Day 2- Facing the pain more - RELATIONSHIP CAPSULES
One day,
someone shared with me how she got her heart broken several times and had given
up on love.
She cried so hard and explained how she gave all her time, energy,
body, money, passion and strength to loving a man who ended up cheating on her
with her office colleague. I felt her pain. I did. I cuddled her as I was
speechless. You know, at that point, I could understand how much a hurting person
just needed silence and an opportunity to voice out their pain without being
judged, criticized or disturbed. I told her to cry. She needed it.
As I
listened to her story and pains, I began to reflect on my past relationship. I
got interested in digging out why things went wrong from my end. I tried to
pluck out lessons I could hold on to in life. I needed to heal also.
According
to research, psychologist states that, the pain a person feels during an
emotional trauma equals to a physical pain. As much as I was trying to soothe
her, her story sparked up the part of me that needed to be healed. How can a
hurting person heal another? But yet, I kept still.
I
remembered that when mine happened, I felt it was better for the earth to
swallow me. I didn't expect it. I fought for the relationship. I tried all I
could to make it work. I gave my all and I got shattered. "This couldn't
be happening", I thought.
For every
single person I explained my predicament to, they could feel the energy in my
pain. It was real and hurting. Every part of me wanted answers, wanted healing
and love again. It was hard. I remember making a little prayer out to God. I
said, "Help me not to love a man this much again". That was also an
unconscious belief I had to later work on.
I needed to
face the pain and I also wanted her to let it out too.
I have
learnt that you cannot overcome what you do not face.
You can't
ignore not being hurt. You know it. It's right there in your pounding heart.
Sometimes,
our efforts to hide the pain and cope with it lead us into more unhealthy acts.

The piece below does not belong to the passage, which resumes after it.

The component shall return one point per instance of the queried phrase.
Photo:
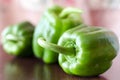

You see other people smiling and you just ask yourself, "Why me?"
In your bid
to hide your pain, you create an escape route via eating disorders leading to
"adding weight", drug, hatred, depression, aggression or keeping to yourself.
As I
confronted the pain, I began to realise how much I hadn't create time to find
out more about myself, discover my strengths, become valuable, understand my
personality and values, increase my attraction forces, become a likeable person
and more. I realised that I needed to pause and face the giants in my life. I
needed to celebrate my uniqueness before anyone could spot it in my life.
You must
discover more about yourself. You can overcome the pain. Time heals pain. With
God, all things are possible. You can choose not to end your life in more
worries, fear and anxiety. You can choose to re-write your story. You can
choose to be strong and make wiser decisions. You can choose to learn, seek
knowledge and find out how best to love again.
Your story
is not over. Can you flip another fresh page open?